Still, the house isn't dirty (credit goes to cleaning lady). So really, no big deal, she'll be here soon enough to tidy up my life. And meanwhile who will see it?
Many, it turns out, possibly hundreds if not thousands (well, if it's a good one) ... on YouTube. My 10-year-old son has uploaded a video with a nicely angled, unfolded sofa, replete with misplaced pillows and sloppy sheets, half-filled cups of soda on, yes, I see, a sticky looking side table.A well-framed backdrop of Legos covers every square inch of window sill. With his new Flip camera, my aspiring auteur and his devoted production assistant, have unleashed my disheveled world out onto the worldwide Web.
The indie-short acts as prime cleanup motivator. I make a solemn pledge that for the next five hours, two, for sure ... definitely today, I will refrain from writing, playing piano, speaking to a friend. I will not watch that Netflix video that resurfaced on this perfectly rainy day, after three rental-fee months spent glancing over at untold piles.

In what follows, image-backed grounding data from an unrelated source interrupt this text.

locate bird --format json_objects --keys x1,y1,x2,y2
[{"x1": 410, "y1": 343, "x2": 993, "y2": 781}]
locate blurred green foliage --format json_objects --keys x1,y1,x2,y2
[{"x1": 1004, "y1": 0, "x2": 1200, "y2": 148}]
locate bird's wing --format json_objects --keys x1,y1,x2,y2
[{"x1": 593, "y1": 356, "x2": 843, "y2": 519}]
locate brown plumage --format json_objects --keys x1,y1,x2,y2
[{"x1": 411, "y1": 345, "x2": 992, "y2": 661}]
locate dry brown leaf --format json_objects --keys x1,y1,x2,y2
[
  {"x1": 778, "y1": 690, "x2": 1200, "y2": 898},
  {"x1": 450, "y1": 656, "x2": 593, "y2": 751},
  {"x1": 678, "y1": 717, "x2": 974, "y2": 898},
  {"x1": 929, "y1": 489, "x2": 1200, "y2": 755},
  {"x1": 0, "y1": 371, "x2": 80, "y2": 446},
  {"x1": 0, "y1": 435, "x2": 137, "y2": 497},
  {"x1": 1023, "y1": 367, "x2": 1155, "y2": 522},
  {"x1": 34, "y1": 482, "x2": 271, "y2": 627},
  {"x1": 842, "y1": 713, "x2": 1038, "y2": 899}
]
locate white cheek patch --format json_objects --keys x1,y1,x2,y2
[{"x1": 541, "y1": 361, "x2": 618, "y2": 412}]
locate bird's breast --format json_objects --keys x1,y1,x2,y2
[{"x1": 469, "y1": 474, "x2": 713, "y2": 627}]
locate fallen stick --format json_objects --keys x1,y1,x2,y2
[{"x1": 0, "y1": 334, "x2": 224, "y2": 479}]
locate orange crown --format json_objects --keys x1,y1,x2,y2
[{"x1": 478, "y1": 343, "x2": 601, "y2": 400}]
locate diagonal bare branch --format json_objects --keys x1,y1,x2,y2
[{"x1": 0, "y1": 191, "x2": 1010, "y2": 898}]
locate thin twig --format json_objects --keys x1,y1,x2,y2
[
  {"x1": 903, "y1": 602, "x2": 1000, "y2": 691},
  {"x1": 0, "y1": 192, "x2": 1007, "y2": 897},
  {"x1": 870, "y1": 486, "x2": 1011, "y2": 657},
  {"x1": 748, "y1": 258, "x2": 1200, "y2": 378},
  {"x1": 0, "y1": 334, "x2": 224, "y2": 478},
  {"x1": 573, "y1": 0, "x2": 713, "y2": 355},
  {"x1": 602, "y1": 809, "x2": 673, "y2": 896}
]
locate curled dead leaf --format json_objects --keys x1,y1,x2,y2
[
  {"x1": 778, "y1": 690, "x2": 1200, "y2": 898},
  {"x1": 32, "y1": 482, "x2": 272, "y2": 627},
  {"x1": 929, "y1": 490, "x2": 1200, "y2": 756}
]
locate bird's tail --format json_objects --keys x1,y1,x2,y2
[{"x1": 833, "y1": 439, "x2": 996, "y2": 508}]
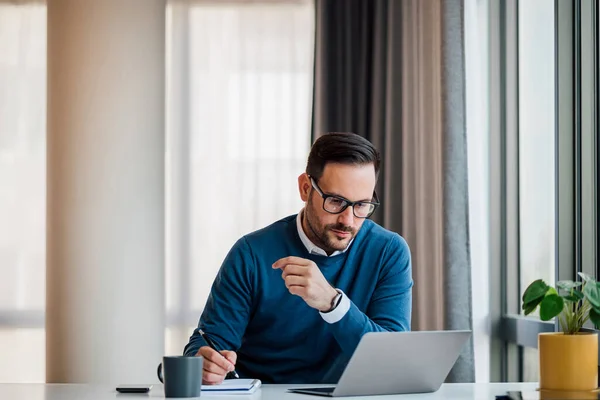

It was not always like this. There was a time when beds were made and chairs properly aligned under a table. I grew up with two obsessively tidy parents, neurotic and neat as the cleaning day was long. Theirs was a united front of domestic order, a well choreographed two-step of dusting and Windexing, as Fred and Ginger would kiss then dip, bearing Ajaxed sponge and whisk broom.
Not surprising, they never instilled this passion to their three children, not with all the screaming necessary to enforce this feng shui environment. Their Pinesoled paradise came at the cost of sullen teenagers and whispered anarchy, as my sister and I took our suppressed hostility behind the closed door of our bedroom.
Each morning before school, my father would awaken me by throwing on the lights, tossing off my blanket and blasting the vacuum cleaner, any coincidental Hoover attachment shove of the bed considered added impetus. As I'd brush my teeth, he'd be sweeping at my feet, Ajaxing around my hands, forever bending down to pluck some tissue microbe off the tile floor. A piece of lint would elicit a deep groan, a reprobate bobby pin an exhaustive "For Christ's sake!"
One day my sister and I plotted an actual fire in the den fireplace. With our parents gone, we conspired to enjoy a Million Dollar Movie and some WisPride cheese, figuring with an open sliding glass door and some aerosol spray, we'd rid any lingering suspects.
Only my parents came home early. I can still remember the buckets of soapy water, my sister and I solemnly scrubbing brick on our knees, as our mother delegated from behind.
My son and his assistant are now across the street working out the final mise-en-scène of their short. I call over to see about dinner and his mom bemoans her own cleaning shortfalls soon to be splashed across YouTube. Later that night, my son and I watch their "American Idol" parody, notable in the toys spilling out from her basement closet and baskets of laundry reaching dizzying heights atop a ping pong table.